Anche Abra ha un approccio fai-da-te, e pure nel suo caso non si tratta solamente di estetica. La sua è una presenza da ragazza interrotta, venata da una sensualità esuberante ma ancora acerba e incerta sul da farsi. Non vi è alcun punto di arrivo, dal momento che la gioventù è ancora in ampio s(con)volgimento. Il retaggio anni 80 che serpeggia tra le linee della sua musica - suggerito a noi europei pure dall'altisonante parolone darkwave - è dovuto più da una mancanza di software adeguati che non da una specifica presa di posizione artistica. Del resto il ritmo dei suoi pezzi non segue i convenzionali canoni r&b, e di conseguenza l'atmosfera fluttua eterea come se fosse filtrata attraverso vaghe memorie di un'era della quale si è solamente sentito parlare in qualche programma Tv - uno stile che già si respirava a pieni polmoni nell'Ep di debutto "Blq Velvet" e soprattutto sul suo primo album "Rose", del quale infatti faceva parte uno dei pezzi più belli e suggestivi di quest'intera stagione, "Fruit".
"Princess" in questo senso è solo un altro mini-capitolo della saga, ma è altrettanto capace d'insinuarsi sottotraccia e stazionare tra i neuroni nel retro del cervello, facendo capolino nei momenti di noiosa malinconia e appiccicosa afa estiva.
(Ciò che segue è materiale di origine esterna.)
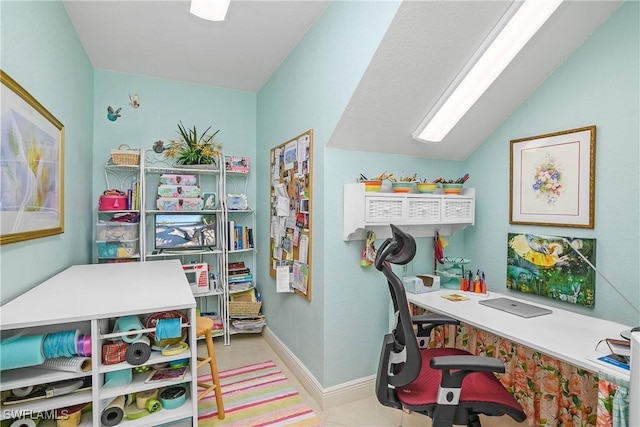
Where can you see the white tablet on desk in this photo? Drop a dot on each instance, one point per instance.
(515, 307)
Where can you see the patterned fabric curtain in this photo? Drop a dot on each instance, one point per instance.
(551, 392)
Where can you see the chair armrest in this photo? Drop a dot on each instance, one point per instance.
(437, 319)
(468, 363)
(455, 368)
(426, 323)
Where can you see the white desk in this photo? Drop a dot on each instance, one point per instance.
(565, 335)
(90, 298)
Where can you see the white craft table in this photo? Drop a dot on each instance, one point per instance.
(89, 298)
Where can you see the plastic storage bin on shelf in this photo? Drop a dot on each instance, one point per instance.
(110, 231)
(119, 249)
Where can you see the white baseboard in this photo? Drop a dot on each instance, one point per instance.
(325, 397)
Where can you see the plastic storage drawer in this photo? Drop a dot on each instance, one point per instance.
(122, 249)
(111, 231)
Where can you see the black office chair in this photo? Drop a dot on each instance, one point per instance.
(449, 385)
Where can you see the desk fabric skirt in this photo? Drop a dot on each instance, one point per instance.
(551, 392)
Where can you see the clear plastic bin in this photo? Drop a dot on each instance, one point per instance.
(122, 249)
(111, 231)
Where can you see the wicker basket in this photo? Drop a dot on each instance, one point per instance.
(244, 308)
(125, 156)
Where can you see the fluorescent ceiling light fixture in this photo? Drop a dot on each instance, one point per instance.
(211, 10)
(511, 34)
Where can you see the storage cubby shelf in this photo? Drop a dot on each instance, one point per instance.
(422, 215)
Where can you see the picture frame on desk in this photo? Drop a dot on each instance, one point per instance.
(32, 168)
(237, 202)
(210, 201)
(552, 179)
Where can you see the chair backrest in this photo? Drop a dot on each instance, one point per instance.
(400, 249)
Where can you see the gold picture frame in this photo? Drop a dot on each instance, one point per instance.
(552, 179)
(31, 167)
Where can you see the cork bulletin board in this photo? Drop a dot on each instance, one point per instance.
(291, 214)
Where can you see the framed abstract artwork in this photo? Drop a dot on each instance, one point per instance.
(552, 179)
(31, 167)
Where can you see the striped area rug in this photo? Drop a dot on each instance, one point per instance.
(256, 395)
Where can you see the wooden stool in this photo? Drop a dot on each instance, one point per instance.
(204, 326)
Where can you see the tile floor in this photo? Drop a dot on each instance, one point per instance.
(252, 348)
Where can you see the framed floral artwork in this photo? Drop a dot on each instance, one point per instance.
(552, 179)
(31, 170)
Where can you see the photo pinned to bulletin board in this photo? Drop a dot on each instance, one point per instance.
(291, 211)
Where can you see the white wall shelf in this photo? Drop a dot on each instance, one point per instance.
(419, 214)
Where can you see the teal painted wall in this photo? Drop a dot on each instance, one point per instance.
(41, 51)
(598, 85)
(310, 91)
(336, 335)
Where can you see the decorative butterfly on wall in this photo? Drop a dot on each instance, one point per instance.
(113, 115)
Stavolta a far da traino ci sono "Crybaby", un impalpabile pezzo al profumo di synth-pop sbavato di chill-wave, e una "Vegas" che impiega effetti di tastiera vecchi quanto una hit di Mel & Kim, ma in bocca ad Abra il tutto assume un tono instabile e al contempo affascinante.
Impossibile, e soprattutto inutile, tentare di stabilire se Abra avrà un futuro da popstar o meno. La sua musica è come un affresco, un sentimento di vago spaesamento catturato in momento estemporaneo e buttato su nastro senza stare a pensarci troppo sopra, complice anche un confessato uso non indifferente di marijuana, che evidentemente aiuta non poco a confondere i bordi della percezione, e di conseguenza sbavare le linee di tastiera. Ma il talento di Abra sta proprio nel suo trasmettere insicurezza e paranoia, nel suo farsi voce di una generazione persa e indecisa sul proprio futuro, e pertanto costretta ad aprire la bocca per esprimere quei sentimenti che altrimenti si farebbero soffocanti se repressi nel silenzio della psiche.
Non sarà certo "Princess" a sconvolgere le sorti di questa ragazza, ma era doveroso presentare una delle voci più particolari del panorama indie americano. Se vi siete fatti incuriosire dal racconto (o anche solo dalle tette in copertina), benvenuti nel mondo di Abra.